Axel’s mouth curves without leaving his focus. “I do. Wild blueberry and cinnamon. You’ll hate how much you love them.”
Evan breathes, a ragged inhale, a better exhale. His hands stop clawing the snow. The tremors still shake him, but now they have rhythm. Panic surrenders to the simple animal job of staying warm.
“Foot’s free,” Axel says, quiet triumph buried under calm. “Circulation’s slow but present. We’re going to stand on three, yeah?”
Evan nods, eyes on mine now like they’re ropes too.
I brace his shoulders. Axel takes his weight. “One. Two. Three.”
Evan screams once, voice shredding as his trapped foot wakes. He wobbles hard; Axel takes all of it, that impossible steadiness he carries around like extra bones locking in.
“I’ve got you,” Axel says, low and certain. “You’re not going anywhere but up.”
We clip Evan to the line and begin the crawl back, inches, then feet, then the blessed flat of the path. Captain appears like a pissed-off mountain goat then, half his beard covered with ice, eyes soft even as his mouth says something gruff about fools and maps.

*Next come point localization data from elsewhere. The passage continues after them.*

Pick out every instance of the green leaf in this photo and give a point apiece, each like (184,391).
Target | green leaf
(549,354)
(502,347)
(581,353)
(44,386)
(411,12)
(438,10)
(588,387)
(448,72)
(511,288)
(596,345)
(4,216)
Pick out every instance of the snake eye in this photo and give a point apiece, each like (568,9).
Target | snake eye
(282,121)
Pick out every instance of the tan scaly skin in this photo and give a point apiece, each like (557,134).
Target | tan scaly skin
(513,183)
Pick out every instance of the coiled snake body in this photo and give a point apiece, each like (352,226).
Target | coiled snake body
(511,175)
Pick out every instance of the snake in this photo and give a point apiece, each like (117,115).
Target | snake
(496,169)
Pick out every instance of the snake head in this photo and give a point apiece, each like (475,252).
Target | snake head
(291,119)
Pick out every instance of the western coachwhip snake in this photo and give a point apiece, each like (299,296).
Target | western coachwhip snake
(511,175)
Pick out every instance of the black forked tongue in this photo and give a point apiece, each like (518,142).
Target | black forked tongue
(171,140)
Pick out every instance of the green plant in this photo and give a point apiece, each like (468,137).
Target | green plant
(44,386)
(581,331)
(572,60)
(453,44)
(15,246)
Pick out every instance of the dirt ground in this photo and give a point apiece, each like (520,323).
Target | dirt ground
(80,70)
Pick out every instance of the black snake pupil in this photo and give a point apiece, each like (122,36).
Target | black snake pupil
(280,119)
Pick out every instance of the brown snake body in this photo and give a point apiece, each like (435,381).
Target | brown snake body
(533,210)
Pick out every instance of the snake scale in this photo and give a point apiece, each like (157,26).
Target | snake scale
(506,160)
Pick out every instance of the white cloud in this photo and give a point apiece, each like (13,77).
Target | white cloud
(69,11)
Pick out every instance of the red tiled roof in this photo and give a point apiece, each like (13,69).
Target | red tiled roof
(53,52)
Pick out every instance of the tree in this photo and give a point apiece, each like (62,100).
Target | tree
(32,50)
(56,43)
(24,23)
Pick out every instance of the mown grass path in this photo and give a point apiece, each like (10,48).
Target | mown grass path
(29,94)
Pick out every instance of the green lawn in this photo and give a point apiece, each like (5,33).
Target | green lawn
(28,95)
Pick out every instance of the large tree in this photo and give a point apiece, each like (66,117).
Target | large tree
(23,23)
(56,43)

We burrito Evan in blankets, hat, extra jacket, an indignity of kindness that makes him sob again. I check vitals, watch the numbers climb a hair, then another hair. The margin is thin. The margin is everything.
“We sled him,” Axel says. “You monitor, I pull.”
I know better than to argue. He’s built for the pull; I’m built to fight a body back into itself. We settle Evan in the rescue sled, strap him like a gift we’re not losing, and start the descent.
The wind wakes up for real. Snow needles my face. Trees lean into it, shoulder to shoulder, the whole ridge exhaling a warning.
Axel takes the front rope; Cole and I guide the back. Every step is a decision. The sled wants to run; the slope wants to teach us about physics the hard way. Evan moans once, a sound that threads under my skin. I talk without stopping, useless things on purpose—how Phantom River got its name, the best pie in town, the way sunlight looks through ice on the eaves if you catch it at seven a.m.
Halfway down, the gust we were promised arrives. It shoves hard. The sled jerks sideways, hits a hummock, and skates. Cole swears. I dig my boots in and feel the rope saw my gloves. Axel plants his entire weight and becomes an anchor.
We stop.
I taste adrenaline like pennies and hate how good it tastes.